In this day and age where accounting has been made a lot easier and financial information more transparent, how should business owners approach their numbers?
Here are some things we figured out:
Numbers should tell a story
Proper accounting is more than just compliance. It’s an opportunity to paint a picture of your business – where its strength and opportunities lie, as well as its risks and challenges which, in turn, can help business owners make better decisions.
But accounting is a technical skill and not all business owners are necessarily savvy in this field. This is where a good accountant can come in.
More small and medium-sized businesses are leveraging accounting solutions like Xero to get yesterday’s data. Back in the day, this was an accountant’s job. It would take us days to collect information from a client and the bank before we could present the numbers. But because cloud accounting solutions do all this already, we accountants get to take a more strategic role as advisors, reading and interpreting the numbers into actionable advice.
This is important because business owners don’t always think about this. They see positive numbers and think they’re doing well, so no need to bother checking what’s under the hood, right?
We knew one business in particular that didn’t realise 82-83% of their revenue was coming from one customer. They knew it in their heads, but didn’t have a concrete number for it. When their relationship with that customer soured, they had to scramble to get back on their feet.

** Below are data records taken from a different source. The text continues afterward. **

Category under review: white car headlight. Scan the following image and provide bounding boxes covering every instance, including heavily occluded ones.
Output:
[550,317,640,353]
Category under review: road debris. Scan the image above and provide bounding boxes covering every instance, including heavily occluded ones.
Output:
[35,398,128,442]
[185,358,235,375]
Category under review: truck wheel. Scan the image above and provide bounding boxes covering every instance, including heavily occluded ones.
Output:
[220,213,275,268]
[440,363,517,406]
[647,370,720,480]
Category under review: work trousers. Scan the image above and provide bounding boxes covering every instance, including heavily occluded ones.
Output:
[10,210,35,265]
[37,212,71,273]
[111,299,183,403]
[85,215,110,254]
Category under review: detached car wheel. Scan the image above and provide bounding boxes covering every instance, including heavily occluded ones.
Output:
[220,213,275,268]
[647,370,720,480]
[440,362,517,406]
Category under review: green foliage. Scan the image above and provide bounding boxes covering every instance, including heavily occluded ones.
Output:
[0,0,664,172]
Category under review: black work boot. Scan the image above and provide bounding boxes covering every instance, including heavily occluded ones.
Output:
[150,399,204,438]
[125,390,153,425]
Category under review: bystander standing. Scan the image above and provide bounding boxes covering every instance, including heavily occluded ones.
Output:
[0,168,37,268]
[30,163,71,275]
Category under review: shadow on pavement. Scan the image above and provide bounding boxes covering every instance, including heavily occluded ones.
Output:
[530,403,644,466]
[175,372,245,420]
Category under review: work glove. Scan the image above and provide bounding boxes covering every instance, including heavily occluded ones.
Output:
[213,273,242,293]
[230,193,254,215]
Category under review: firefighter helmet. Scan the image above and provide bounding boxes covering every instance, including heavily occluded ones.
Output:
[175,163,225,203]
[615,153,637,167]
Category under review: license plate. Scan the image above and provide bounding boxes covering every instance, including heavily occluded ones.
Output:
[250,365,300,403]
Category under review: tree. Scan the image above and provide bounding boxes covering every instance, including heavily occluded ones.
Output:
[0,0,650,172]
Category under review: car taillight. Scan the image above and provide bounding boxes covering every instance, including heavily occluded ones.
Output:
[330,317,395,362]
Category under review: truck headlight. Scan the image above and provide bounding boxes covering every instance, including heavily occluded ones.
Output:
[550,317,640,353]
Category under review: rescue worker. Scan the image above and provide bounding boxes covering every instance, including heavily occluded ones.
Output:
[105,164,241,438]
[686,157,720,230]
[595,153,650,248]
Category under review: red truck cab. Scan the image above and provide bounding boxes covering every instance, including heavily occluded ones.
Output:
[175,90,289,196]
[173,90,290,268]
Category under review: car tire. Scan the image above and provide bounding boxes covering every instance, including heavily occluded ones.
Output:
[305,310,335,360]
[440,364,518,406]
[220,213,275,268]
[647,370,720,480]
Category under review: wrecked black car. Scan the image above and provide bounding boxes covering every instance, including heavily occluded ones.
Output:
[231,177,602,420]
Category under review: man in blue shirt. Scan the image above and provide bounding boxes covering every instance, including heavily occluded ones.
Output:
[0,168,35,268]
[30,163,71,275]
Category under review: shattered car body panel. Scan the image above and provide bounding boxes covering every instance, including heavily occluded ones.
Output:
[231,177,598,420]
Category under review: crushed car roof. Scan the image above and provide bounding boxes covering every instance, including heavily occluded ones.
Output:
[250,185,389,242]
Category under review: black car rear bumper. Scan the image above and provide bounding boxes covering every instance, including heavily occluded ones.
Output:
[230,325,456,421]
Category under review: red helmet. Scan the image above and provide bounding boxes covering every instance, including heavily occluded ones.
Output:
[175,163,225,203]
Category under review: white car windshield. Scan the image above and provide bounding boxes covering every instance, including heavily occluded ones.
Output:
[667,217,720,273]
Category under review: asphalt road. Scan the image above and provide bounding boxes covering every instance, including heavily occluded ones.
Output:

Had an accountant stepped in to provide advice beforehand, whether that was to take care of that customer or to focus their efforts into acquiring other big customers, the business wouldn’t have had to rely on a single major source of revenue.
Back then, many accountants saw themselves solely as the people who could help business owners pay less tax and comply with the law. But now, thanks to new solutions and emerging technologies, we get to be so much more than that.
Having worked with plenty of startups over the years, we’ve noticed how the approach to their numbers varies. Some don’t prioritise accounting and financial transparency, while others inflate the importance of fundraising to a disproportionate degree.